La desconexión que hay entre estas dos “Colombias” es evidente, y la manera como cada una se mueve, tirando para lados diferentes, dice mucho de lo que somos. Acuérdense, por ejemplo, del Plebiscito: no deja de ser curioso que en lugares históricamente asediados por el conflicto, como Bojayá (Chocó), el Sí por la paz -ese doloroso fracaso- haya ganado con un 96%, mientras que en ciudades como Medellín el No arrasara con una contundencia arrolladora, ni nos acordemos.
Todo eso pensaba en estos primeros días del año mientras leía un libro que me gustó muchísimo y que, creo, va por ese mismo camino: el de relatar historias de las víctimas del conflicto para tratar de sopesar, de alguna manera, ese gran abismo que hay entre el país del campo y el de la ciudad. El libro se llama Verde tierra calcinada y lo escribe un reportero juicioso, Juan Miguel Álvarez, que lleva ya años cubriendo esos temas y cosechando, de manera silenciosa, varios premios importantes.
Las crónicas que lo conforman, bellamente editadas por Rey Naranjo y con fotografías de Federico Ríos, están construidas a partir de los muchos viajes a esa Colombia olvidada que ha hecho Álvarez -Chocó, Nariño y Guaviare, entre tantos otros-, y que le han permitido, de primera mano, hablar y tratar de comprender a la gente que más ha sufrido la guerra en este país.

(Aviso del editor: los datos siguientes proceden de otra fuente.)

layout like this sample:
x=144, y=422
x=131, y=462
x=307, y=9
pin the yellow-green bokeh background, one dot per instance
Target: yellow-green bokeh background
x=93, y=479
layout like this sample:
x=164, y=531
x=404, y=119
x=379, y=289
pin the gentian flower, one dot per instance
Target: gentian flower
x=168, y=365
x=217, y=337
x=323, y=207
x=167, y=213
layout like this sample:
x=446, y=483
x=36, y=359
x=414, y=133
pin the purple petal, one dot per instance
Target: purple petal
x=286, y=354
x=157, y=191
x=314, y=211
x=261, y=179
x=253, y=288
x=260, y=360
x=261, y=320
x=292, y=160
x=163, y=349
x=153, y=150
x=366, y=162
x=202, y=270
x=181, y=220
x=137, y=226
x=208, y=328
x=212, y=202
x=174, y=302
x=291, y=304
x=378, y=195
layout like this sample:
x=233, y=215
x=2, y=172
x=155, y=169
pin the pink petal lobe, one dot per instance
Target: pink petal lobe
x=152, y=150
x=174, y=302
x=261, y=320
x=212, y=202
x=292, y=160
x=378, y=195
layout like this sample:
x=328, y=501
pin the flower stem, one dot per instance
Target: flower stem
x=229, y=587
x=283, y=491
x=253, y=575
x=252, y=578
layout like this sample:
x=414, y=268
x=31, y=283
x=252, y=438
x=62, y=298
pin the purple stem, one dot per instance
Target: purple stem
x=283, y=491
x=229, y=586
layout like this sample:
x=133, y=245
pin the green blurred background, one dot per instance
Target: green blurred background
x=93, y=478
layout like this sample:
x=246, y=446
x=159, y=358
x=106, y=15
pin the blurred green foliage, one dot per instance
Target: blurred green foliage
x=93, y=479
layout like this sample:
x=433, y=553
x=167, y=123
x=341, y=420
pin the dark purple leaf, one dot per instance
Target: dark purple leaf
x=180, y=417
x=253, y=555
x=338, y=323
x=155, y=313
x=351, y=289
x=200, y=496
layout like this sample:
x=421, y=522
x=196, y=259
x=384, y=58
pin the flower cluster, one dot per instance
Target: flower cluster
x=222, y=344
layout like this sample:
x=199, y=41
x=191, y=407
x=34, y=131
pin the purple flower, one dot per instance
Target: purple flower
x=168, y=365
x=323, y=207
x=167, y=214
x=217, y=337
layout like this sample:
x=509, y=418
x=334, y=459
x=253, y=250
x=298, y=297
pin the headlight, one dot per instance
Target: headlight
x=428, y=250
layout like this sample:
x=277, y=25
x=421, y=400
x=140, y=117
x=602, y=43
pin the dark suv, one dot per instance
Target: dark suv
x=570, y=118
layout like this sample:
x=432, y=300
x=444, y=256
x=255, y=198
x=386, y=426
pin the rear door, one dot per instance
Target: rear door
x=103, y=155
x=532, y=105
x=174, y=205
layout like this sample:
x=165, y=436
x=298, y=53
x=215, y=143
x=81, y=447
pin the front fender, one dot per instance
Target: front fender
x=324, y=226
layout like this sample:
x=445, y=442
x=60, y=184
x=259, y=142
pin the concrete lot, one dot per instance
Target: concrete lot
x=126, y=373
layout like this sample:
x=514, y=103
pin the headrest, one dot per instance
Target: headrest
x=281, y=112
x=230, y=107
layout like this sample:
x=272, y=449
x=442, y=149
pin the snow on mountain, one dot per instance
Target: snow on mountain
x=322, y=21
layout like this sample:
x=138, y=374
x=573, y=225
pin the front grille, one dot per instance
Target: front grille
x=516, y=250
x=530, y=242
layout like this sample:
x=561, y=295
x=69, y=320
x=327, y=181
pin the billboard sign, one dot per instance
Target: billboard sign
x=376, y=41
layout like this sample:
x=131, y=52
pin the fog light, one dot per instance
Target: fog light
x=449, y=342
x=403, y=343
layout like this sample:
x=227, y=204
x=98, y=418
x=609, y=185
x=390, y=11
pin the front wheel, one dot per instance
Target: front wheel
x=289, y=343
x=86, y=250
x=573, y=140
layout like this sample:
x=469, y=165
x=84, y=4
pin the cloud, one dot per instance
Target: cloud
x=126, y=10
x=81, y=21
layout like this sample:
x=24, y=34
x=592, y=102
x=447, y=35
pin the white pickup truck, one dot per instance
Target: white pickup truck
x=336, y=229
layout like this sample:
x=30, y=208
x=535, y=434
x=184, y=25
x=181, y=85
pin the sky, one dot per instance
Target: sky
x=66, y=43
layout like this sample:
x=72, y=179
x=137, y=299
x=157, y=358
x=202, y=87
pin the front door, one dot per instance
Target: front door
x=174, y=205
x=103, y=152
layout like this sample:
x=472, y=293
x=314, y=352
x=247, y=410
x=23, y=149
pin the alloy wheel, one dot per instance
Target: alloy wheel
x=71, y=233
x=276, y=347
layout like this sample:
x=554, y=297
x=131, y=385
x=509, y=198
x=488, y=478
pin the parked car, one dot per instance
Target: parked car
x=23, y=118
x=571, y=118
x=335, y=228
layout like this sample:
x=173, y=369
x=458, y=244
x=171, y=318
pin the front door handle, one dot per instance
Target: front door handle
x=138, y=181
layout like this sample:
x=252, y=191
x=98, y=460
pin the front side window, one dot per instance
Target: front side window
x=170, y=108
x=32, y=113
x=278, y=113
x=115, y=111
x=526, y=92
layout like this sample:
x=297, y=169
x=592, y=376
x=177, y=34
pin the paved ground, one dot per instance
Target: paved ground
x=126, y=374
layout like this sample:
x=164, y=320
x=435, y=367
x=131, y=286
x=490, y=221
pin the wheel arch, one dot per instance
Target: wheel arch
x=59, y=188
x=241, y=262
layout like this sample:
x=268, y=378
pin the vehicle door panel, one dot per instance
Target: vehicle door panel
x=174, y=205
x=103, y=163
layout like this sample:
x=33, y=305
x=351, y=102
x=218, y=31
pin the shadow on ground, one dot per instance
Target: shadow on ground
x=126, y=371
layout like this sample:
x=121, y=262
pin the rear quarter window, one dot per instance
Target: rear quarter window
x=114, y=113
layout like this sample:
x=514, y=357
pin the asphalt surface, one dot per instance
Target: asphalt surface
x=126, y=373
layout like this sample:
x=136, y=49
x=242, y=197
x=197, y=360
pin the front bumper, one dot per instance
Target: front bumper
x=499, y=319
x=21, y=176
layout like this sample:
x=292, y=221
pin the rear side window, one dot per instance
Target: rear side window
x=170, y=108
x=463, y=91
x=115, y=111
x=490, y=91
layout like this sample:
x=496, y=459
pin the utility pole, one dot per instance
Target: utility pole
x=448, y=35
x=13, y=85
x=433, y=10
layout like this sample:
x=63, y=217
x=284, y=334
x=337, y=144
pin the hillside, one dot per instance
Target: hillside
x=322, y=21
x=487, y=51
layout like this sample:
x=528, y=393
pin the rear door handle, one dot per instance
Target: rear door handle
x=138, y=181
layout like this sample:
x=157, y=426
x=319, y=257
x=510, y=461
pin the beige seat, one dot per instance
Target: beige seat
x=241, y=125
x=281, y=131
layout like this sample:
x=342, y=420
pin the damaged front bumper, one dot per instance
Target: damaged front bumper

Digo que más la ha sufrido porque eso es un hecho irrefutable (aunque todos, de una u otra forma, la hayamos padecido).
De las historias que relata, me llamó particularmente la atención -por lo desgarradora y cruda-, la de Paulina Mahecha, una campesina de Calamar, en Guaviare, que luchó durante años por dignificar el nombre de su hija María Cristina, una enfermera torturada, asesinada y desaparecida por los paramilitares. Historias que en el libro tienen un rostro pero que en últimas se han repetido, una y otra vez, a lo largo y ancho de toda nuestra dolorida geografía; historias que acabaron volviéndose parte de nuestro paisaje y que sobre todo nosotros, los habitantes de la ciudad, terminamos normalizando. Somos también culpables, qué duda cabe.
Como sea, una de las cosas que me quedó dando vueltas en la cabeza de este libro tan recomendable -y que está entre los nominados, además, al premio Biblioteca de Narrativa Colombiana de EAFIT este año-, es una simple reflexión personal: ¿Por qué, al final de todo, pareciera que quienes más están dispuestos a perdonar son aquellos que han sufrido las peores aberraciones de esta guerra interminable? ¿Por qué a ese país urbano parece costarle tanto aceptar lo que ese país rural quiere dejar atrás para no volverlo a vivir?
Son preguntas, creo, a las que valdría la pena echarles cabeza.